What the KC Royals Taught me Last Night.

I have a book project that has become more than frustrating.

After several months of intense writing, I believed I had crafted a devotional for athletes and coaches that would serve as a huge blessing in their life.  In short order, I had written a manuscript, crafted the book proposal and attained a high profile literary agent.  Getting a literary agent to represent the book was difficult, but in doing so, I was confident he would be able to open doors that were previously shut. Little did I know publishing giants still serve as gatekeepers to the book world.

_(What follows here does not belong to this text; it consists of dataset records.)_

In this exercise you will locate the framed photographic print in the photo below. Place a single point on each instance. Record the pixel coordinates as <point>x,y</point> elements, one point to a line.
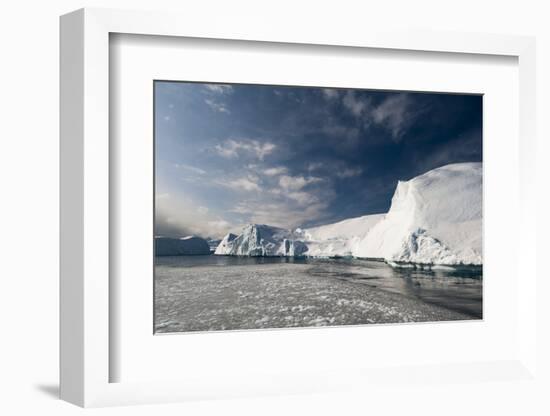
<point>281,207</point>
<point>260,213</point>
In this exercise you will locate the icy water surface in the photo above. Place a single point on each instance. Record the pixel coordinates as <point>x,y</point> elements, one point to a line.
<point>211,293</point>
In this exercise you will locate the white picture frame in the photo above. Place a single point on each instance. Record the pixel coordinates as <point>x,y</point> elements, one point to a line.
<point>86,303</point>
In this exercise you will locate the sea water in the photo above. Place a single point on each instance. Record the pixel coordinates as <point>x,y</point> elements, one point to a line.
<point>212,293</point>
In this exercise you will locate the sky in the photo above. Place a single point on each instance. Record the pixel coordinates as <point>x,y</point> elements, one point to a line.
<point>229,154</point>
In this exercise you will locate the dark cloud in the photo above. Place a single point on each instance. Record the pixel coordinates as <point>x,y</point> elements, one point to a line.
<point>289,156</point>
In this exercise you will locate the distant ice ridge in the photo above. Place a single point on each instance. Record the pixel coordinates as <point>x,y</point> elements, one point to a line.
<point>190,245</point>
<point>339,239</point>
<point>435,218</point>
<point>261,240</point>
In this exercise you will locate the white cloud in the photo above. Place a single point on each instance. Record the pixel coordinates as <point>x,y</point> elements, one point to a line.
<point>180,217</point>
<point>216,106</point>
<point>349,172</point>
<point>190,168</point>
<point>295,183</point>
<point>233,148</point>
<point>219,88</point>
<point>247,184</point>
<point>280,170</point>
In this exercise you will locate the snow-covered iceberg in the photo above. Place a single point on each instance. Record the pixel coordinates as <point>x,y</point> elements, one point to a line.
<point>339,239</point>
<point>435,218</point>
<point>191,245</point>
<point>261,240</point>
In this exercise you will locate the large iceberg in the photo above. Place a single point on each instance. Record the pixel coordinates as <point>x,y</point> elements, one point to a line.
<point>190,245</point>
<point>435,218</point>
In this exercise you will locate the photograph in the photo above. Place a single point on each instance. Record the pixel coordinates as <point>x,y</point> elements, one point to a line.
<point>280,206</point>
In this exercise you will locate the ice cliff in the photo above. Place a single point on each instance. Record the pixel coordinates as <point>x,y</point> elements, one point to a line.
<point>434,218</point>
<point>191,245</point>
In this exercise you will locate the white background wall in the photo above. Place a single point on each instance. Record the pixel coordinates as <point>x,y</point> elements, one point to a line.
<point>29,206</point>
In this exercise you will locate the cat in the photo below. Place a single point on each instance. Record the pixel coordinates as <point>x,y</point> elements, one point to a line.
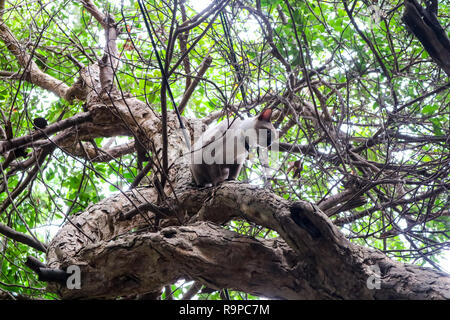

My agent started out optimistic.  But with every “pitch” to a publisher, the same response seem to volley back into our court.  “It’s good, but the author needs a larger platform”.  In short, I needed a larger following to insure “sales” of the book. This was frustrating, discouraging and personally embarrassing. My friends and family knew the book I had written was being pitched. They also knew I had high hopes. With every month, however, my discouragement continued to grow. In my mind, I could feel myself staring failure in the face and choosing to give up. Electing to back down. In no time, the book would sit dormant, rejection letters from publishers would continue to accumulate and my hopes of bringing this message to athletes and coaches was fading quickly.

If I were to be completely honest, I felt defeated.  Until, that is, I watched the Kansas City Royals comeback and win last nights game.  This would be their fourth comeback of the series, providing evidence to the fact that resilience and perseverance are more than often a requirement of winning. In fact, over the course of the playoffs, the Royals had win probabilities in seven games of:

18%

1%

25%

8%

10%

16%

5%

They won all seven of those games.  Let me say that again.  When their backs were against the wall and failure was staring them directly in the face, they kept playing.  They kept persevering.  They kept working.   And because of their resilience, they kept winning. I have to say, I was more than convicted last night as I watched a team stare defeat directly in the eyes and laugh. I don’t mean that metaphorically.  They literally were laughing in the dugout during the 9th inning as they senses a comeback.  Personally, I know that through the rejection my small little book project, I haven’t been laughing.  I have not been working.  And, I’m embarrassed to say, I’ve not been persevering.

As I’ve pondered this lesson of sports and life, another interesting thought has continued to surface in my mind.  A reflection on the win probability of Jesus.

I wonder what the win probability of Jesus was as he stood on the steps with Pontius Pilate and Barabbas?  50%?

Or how about as they lashed his back with blood stripes and pressed a crown of thorns into his head? 19%?

I wonder what the odds makers were shouting as they drove nails through his hands and a spear through his side? 3%?

Or how about this. What were the odds as they laid Him in the grave and covered the doorway with a boulder? 0%?

My friend, today you and I are given the privilege of serving a God who didn’t stare defeat in the face, He stared death in the face and kicked its butt.  His back wasn’t against a wall, it was resting upon on a cold hard grave. Defeat seemed likely, yet He still rose in VICTORY.

So often, victory occurs outside the parameters of statistics.  Beyond what is probable and far past the norm.  It’s often times a weird concoction of improbable ignorance and blind faith to keep beleiving when all hope seems to have passed. So if your in a struggle of your own today, have hope.  The God you love is no more concerned about statistical probabilities anymore than the KC Royals were last night.  In fact, he specializes in overcoming the odds and is a master at bringing victory to peoples lives, including yours.

Oh, as for the little book project that has been rejected and neglected? It’s time to laugh, work, persevere, and keep going.  I think the Royals would do it that way, but more importantly, I’m fully confident the Savior I love would want it that way.